Die Alten »lagen« bei Tisch auf gepolsterten Ruhebänken, das war allmählich vornehme und männliche Sitte geworden. Nur Frauen und Kinder saßen noch, wie einstmals die Helden Homers, auf Stühlen oder zu Füßen des Vaters auf solcher »Kline«. Und auch Cäsars Gegner, der jüngere Cato, hat, wie uns berichtet wird, aus purer Opposition gegen das Genie nach der Schlacht von Pharsalus nur noch sitzend gegessen. Mit dem Siege des Tafelfreuden abholden Christentums wurde solche eigentlich viel bequemere Art zu speisen mehr und mehr Mode. Auf langer Bank, einer neben dem andern, »wie Spatzen aufgereiht«, saß man längs der Tafel, bis der schon genannte kühne Neuerer und Gabelheld Heinrich III. die Sitte einführte, auf einzelnen Stühlen am Tische Platz zu nehmen. Wohl bemerkt, man saß, wie das die alten Gemälde ja auch zeigen, immer nur längs einer Seite des Tischs, die andre blieb für das Herzutragen der Speisen frei. Im übrigen gabs schon in den Tagen der Minnesänger das, was wir bei Tische »bunte Reihe« nennen, und man ging in diesem Brauche damals sogar so weit, daß die Pärchen – erklärte wie noch heimlich minnende – gemeinsam nur einen Teller und einen Becher vorgesetzt bekamen. In Spanien aber durften nach alter maurischer Sitte noch ausgangs des 17. Jahrhunderts die Damen überhaupt nicht mit den Herren zu Tische sitzen, sondern mußten angesichts der Tafelnden auf Teppichen mit kreuzweis untergeschlagenen Beinen hockend von einem auf die Erde gebreiteten Tischtuche ihre Mahlzeit einnehmen.

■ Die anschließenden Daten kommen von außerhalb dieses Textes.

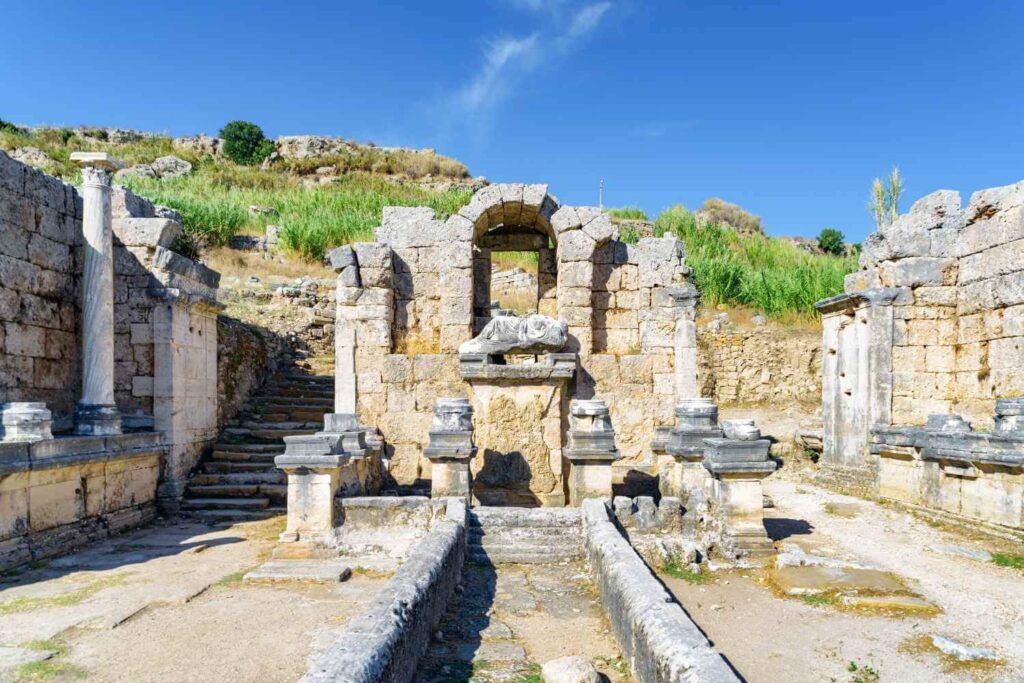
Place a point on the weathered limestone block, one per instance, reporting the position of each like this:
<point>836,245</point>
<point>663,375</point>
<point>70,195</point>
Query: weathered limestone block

Soll ich hier noch von jenen Obstpyramiden eines offenbar größenwahnsinnigen Küchenchefs erzählen, die so riesig waren, daß man, wie die Marquise de Sevigné verbürgt, die Türen des Speisesaals erhöhen mußte, um sie hineintragen und auf die Tafel stellen zu können? Oder von jenen monströsen Pasteten, in die Fürst Menschikow, seinem Gebieter, Peter dem Großen, eine Aufmerksamkeit zu erzeigen, Zwerge hatte einbacken lassen? Soll ich erzählen, wie noch zu Luthers trinkfrohen Zeiten die Damen es im Zechen den Männern gleichtaten; daß bei ihren Zusammenkünften diejenige »Fraß- oder Sauffschwester, so an der Reihe, die anderen zu bewirthen, mit einem Kräntzlein geschmücket« war, – wovon dann nachmals die immerhin wohl etwas harmloseren Kaffeefeten die Bezeichnung »Kränzchen« erhielten; daß noch nach der vom Jahre 1648 datierten »Hoftrinkordnung« Herzogs Ernst des Frommen zu Sachsen-Gotha »dem gräfflichen und adeligen Frauenzimmer zum Früh- und Vespertrunk 4 Maß Bier, des Abends zum Abschenken 3 Maß Bier« zustanden? …

Doch nein – ich fürchte, du möchtest dir, lieber Reisegenoß, leichtlich den Magen überladen, wenn ich dir hier noch mehr so pikanter kulturhistorischer Mixed Pickles auftischte.